Q: I am a mature woman and I've just got divorced for the second time. My children are on their own. Money was an issue during my first marriage, and I didn't realize how big an issue it was in my second marriage until it ended, too. Now I'm looking at how many years I have left until retirement and the cobwebs in my savings account only tell half the story. My debts are pretty high, and budgeting seems like such a chore when all I can do is manage from one paycheque to the next. Can you help me?
A: The way we manage our finances is something many of us learn over time. Habits develop, and while some people are proactive and plan for the unexpected, the vast majority are reactive, living paycheque to paycheque rather than planning ahead.
Unfortunately, if your long-term plan is only as long as one pay cycle, you may be setting yourself up for disaster.
With at least a few years left before retirement, you still have time to make positive changes so that your worst financial fears don't become your reality. Consider what money means to you, and build a plan that keeps you on course.
Start by facing your fears—jot down what your personal financial nightmare would look like.
Over your head in debt? Having your car repossessed? Owing money to family and friends? No savings? Ending up virtually homeless?
Next, jot down why each of these situations would be so devastating for you.
Being in debt will jeopardize your financial stability and the freedom to spend as you choose; a vehicle may represent independence; savings provide peace of mind that your essentials are covered and you can travel; owing a home may mean providing for family needs.
Everyone's values are different, and yours may have changed now that you're on your own again.

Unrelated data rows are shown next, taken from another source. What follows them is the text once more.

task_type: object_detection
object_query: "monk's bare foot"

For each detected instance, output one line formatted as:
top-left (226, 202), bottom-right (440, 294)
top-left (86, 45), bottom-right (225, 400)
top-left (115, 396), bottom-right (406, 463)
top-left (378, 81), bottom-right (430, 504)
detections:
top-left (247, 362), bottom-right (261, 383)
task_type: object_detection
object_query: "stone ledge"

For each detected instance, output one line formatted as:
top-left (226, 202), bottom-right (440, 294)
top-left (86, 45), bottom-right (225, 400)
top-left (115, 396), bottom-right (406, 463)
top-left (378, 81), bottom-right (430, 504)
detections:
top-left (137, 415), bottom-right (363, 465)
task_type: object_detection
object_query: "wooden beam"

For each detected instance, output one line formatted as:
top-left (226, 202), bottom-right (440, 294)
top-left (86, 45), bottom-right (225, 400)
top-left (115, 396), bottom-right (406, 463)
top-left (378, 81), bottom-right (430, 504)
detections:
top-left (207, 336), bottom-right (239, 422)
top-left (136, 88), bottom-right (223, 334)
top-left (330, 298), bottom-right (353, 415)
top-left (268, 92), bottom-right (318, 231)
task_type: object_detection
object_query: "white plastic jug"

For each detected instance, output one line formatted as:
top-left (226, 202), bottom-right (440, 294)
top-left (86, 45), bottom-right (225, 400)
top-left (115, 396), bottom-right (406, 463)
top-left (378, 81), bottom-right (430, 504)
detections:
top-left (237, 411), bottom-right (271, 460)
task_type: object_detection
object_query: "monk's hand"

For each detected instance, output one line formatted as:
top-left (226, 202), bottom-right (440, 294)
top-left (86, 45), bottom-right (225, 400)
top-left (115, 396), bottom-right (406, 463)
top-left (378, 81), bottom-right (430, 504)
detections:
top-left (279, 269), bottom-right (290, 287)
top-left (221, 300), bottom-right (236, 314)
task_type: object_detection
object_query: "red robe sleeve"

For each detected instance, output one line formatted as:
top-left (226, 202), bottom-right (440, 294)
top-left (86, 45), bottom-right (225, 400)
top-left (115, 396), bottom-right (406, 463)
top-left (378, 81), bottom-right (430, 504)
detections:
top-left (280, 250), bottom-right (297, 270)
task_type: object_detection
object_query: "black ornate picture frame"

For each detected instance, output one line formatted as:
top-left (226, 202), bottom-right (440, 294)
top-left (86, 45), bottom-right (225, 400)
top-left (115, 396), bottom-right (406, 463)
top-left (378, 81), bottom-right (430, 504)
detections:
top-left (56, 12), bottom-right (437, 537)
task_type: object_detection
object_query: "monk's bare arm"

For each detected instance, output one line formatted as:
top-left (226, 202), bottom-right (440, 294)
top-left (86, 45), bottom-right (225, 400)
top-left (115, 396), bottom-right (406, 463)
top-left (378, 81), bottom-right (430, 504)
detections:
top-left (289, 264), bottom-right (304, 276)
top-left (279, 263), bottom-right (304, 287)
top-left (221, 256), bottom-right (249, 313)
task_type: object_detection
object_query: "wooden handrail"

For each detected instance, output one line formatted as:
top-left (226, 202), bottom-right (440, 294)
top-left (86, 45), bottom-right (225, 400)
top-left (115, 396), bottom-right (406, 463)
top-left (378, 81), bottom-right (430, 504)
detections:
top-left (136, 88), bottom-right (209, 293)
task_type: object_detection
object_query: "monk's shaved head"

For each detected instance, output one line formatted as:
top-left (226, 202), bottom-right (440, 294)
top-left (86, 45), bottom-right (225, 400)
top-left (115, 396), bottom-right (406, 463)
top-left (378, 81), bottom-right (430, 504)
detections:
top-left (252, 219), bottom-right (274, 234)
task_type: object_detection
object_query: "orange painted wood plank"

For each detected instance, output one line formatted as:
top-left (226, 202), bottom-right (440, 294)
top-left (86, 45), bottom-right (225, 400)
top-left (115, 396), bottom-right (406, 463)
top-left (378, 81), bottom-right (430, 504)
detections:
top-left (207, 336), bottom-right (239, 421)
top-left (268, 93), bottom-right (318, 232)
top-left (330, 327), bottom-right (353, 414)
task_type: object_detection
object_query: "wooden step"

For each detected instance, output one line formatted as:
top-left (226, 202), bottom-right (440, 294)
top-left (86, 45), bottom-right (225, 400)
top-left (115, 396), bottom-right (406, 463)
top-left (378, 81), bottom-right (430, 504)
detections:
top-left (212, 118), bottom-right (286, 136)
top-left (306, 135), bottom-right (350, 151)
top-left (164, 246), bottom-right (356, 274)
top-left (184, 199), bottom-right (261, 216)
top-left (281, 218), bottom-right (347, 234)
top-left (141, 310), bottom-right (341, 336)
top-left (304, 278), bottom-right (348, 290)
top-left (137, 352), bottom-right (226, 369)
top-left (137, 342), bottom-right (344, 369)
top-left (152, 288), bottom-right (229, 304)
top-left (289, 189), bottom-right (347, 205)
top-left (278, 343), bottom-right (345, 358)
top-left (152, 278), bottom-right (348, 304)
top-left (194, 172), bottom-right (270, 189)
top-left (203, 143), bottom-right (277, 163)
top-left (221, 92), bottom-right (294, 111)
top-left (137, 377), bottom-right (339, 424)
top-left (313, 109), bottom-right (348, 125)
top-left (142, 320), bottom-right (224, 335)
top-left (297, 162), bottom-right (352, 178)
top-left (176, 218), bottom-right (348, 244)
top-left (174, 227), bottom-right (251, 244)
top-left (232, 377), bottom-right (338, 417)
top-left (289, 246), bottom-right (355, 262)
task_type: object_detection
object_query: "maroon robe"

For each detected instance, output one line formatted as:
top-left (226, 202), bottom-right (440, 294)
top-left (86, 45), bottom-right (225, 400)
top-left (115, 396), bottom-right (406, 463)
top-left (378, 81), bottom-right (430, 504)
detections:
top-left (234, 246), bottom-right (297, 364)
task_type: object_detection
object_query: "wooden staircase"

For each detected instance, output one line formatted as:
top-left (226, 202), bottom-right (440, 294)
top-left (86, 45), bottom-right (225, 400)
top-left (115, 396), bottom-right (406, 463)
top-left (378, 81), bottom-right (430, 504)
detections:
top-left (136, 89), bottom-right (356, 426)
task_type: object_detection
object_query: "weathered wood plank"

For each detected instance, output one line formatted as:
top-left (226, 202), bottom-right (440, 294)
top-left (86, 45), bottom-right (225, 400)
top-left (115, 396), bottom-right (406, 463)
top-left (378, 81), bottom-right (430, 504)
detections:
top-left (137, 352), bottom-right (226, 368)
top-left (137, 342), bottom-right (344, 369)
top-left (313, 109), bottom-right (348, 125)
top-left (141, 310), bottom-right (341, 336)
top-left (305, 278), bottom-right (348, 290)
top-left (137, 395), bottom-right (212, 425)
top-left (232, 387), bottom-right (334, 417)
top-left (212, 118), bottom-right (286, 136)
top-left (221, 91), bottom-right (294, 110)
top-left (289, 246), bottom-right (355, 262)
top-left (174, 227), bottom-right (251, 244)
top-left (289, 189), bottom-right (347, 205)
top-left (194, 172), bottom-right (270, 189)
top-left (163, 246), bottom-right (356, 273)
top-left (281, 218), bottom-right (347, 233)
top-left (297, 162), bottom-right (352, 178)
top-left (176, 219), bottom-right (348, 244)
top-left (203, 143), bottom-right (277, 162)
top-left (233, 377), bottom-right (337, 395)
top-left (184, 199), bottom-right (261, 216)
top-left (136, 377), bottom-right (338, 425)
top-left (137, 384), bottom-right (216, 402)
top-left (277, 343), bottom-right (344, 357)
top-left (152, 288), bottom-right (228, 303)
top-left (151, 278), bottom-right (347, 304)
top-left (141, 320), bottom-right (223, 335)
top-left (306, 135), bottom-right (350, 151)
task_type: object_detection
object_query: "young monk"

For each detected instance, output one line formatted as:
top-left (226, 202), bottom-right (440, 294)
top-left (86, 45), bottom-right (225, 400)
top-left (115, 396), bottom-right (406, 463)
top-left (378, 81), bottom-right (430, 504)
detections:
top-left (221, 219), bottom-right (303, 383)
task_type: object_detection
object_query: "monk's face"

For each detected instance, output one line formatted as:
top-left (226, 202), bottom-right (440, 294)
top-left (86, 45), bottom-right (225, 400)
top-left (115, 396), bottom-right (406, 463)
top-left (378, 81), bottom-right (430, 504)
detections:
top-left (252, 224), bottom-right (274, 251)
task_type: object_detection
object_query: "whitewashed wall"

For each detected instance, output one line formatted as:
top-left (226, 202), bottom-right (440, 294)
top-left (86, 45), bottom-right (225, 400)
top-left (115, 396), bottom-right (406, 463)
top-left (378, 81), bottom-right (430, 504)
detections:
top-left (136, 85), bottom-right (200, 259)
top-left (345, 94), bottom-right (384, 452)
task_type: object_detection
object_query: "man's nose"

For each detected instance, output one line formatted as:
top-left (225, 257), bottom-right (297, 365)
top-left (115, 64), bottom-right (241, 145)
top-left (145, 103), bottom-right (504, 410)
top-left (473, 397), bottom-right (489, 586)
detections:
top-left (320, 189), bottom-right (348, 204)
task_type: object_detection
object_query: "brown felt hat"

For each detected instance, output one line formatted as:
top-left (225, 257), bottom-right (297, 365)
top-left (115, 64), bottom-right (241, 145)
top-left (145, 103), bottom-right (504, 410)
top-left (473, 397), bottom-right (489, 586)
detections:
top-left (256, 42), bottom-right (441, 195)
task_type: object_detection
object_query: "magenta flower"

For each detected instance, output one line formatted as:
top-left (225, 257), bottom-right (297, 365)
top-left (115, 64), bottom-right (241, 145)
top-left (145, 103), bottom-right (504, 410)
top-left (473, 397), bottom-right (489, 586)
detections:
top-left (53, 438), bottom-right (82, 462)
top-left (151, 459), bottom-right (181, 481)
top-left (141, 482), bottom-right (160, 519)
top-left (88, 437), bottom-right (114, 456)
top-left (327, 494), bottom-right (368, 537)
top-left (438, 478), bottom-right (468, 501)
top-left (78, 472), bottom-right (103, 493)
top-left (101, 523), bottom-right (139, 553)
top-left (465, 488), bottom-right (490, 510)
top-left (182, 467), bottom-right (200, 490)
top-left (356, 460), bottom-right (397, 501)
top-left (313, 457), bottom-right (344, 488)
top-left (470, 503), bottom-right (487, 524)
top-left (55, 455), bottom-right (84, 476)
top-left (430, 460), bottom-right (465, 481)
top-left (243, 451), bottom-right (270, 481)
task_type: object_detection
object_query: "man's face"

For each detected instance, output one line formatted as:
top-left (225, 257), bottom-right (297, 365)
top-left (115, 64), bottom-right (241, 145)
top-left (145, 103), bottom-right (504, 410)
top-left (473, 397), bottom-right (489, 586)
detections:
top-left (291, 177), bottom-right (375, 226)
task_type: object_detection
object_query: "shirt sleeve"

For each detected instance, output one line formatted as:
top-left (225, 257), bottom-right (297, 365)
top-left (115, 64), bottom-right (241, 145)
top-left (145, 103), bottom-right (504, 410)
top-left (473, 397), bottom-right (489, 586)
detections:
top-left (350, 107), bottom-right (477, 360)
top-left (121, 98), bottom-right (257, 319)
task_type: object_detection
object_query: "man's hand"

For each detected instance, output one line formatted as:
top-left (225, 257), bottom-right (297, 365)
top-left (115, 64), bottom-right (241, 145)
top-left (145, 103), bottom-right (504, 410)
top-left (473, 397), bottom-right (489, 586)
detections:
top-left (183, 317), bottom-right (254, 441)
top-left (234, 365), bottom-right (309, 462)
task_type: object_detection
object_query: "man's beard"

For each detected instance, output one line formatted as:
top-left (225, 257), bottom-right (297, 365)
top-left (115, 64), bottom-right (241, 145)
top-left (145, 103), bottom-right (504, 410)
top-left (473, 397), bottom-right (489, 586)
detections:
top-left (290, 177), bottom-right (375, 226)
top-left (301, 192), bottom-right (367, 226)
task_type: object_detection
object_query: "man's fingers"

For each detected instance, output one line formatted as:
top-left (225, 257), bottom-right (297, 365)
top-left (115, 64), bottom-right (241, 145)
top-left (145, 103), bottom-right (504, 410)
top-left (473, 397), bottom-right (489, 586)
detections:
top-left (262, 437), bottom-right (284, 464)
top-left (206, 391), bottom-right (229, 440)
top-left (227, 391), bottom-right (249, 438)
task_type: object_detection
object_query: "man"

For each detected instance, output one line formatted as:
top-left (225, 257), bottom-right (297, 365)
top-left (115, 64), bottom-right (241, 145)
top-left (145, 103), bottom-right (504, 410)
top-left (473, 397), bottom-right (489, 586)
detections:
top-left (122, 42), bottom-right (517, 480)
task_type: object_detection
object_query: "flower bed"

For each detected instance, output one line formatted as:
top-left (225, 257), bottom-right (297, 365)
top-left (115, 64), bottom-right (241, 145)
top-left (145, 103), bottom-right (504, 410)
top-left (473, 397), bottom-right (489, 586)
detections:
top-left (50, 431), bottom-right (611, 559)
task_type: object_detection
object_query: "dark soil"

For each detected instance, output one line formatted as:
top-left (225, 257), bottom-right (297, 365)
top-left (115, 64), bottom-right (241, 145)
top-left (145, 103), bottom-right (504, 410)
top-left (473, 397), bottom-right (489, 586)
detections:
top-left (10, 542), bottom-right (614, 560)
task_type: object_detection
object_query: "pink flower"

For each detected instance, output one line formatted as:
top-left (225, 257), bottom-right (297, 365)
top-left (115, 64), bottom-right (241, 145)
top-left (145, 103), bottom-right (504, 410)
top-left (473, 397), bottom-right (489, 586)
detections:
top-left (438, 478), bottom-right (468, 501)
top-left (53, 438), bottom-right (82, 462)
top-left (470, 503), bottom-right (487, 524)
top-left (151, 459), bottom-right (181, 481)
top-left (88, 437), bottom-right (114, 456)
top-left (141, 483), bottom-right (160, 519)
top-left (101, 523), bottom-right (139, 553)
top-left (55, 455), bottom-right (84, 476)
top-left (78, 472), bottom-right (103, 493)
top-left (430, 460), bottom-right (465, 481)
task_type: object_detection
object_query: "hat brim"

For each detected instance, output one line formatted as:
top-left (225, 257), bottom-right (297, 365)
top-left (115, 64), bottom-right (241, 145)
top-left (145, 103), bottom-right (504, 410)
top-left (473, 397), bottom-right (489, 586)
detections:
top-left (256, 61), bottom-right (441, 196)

Finally, any good plan needs action. If budgeting seems like a chore, create a spending plan with your goals in mind and decide how much you can realistically pay down on your debt each month.
Managing your paycheques will keep you on track with your plan, decrease stress and allow you to spend time on what's important to you.
Success requires planning and knowing where you are going.
Choose ahead of time how to spend your money. Then follow through with your plans, and get where you want to be.